# Chrome alloy wheel paint



## Whodafunk (Jul 9, 2012)

I've just refurbed my alloys but not happy with the dull silver finish. I'm after some chrome Alloy spray paint but there's not much about. Can anyone recommend some?


----------



## craigeh123 (Dec 26, 2011)

You won't get a chrome finish from aerosol - you could use shadow chrome paint like BMW there's a website that sells wheel paint , have a google search they specialise in all tyoes and colours


----------



## Andyb0127 (Jan 16, 2011)

Whodafunk said:


> I've just refurbed my alloys but not happy with the dull silver finish. I'm after some chrome Alloy spray paint but there's not much about. Can anyone recommend some?

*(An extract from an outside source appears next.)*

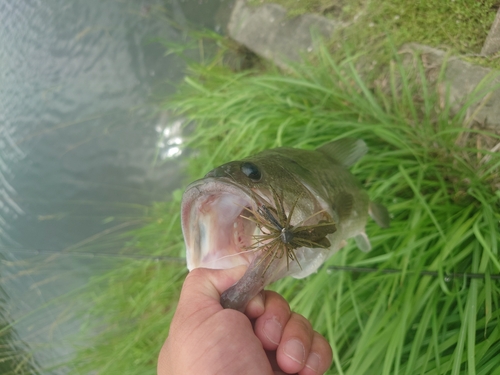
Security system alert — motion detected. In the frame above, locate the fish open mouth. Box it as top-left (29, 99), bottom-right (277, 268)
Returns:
top-left (181, 177), bottom-right (265, 271)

Only place I've seen chrome spray is in Halfords. A mate of mine did his wheels with Halfords aerosol chrome spray. I must admit it actually looked alright. So might be worth a look. :thumb:


----------



## Whodafunk (Jul 9, 2012)

Cheers, ill have a look this weekend


----------



## waqasr (Oct 22, 2011)

Chrome Spray paint never comes out right. When you laquer it, it just goes silvery. Google a company called Alsa Corp, their chrome spray paint is probably best. However if you do want to try the halfords one, make sure you base is a gloss black and then chrome paint over it.


----------



## J.D (Apr 26, 2012)

*Mirrachrome*

A company called Alsa do a paint called 'Mirrachrome', ive seen it used on posh yachts....

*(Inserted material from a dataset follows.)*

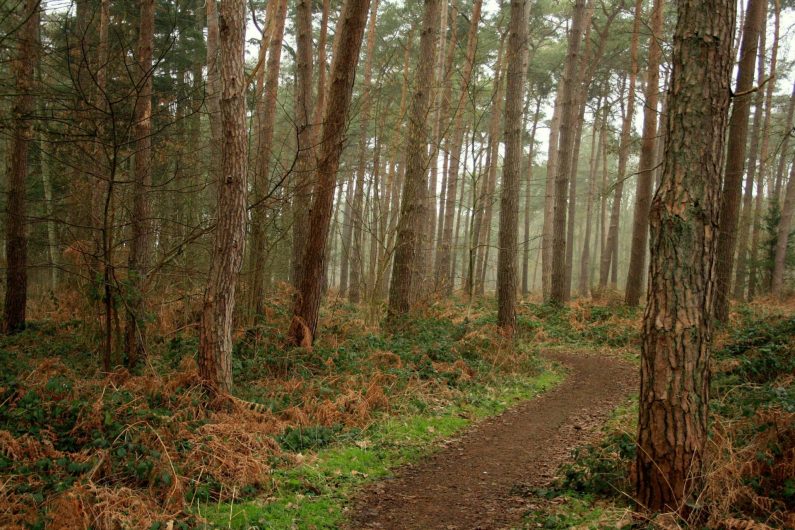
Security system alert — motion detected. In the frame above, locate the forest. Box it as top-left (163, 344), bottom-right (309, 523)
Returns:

I suspect it would actualy drive you insane trying to flat and polish it.....


----------



## rob3rto (May 23, 2007)

J.D said:


> A company called Alsa do a paint called 'Mirrachrome', ive seen it used on posh yachts....
> 
> 
> 
> ...


Is that even legal?
Imagine the glare off it at night from other cars headlights.


----------



## J.D (Apr 26, 2012)

rob3rto said:


> Is that even legal?
> Imagine the glare off it at night from other cars headlights.


Reverse parking using your wing mirrors would be amusing......


----------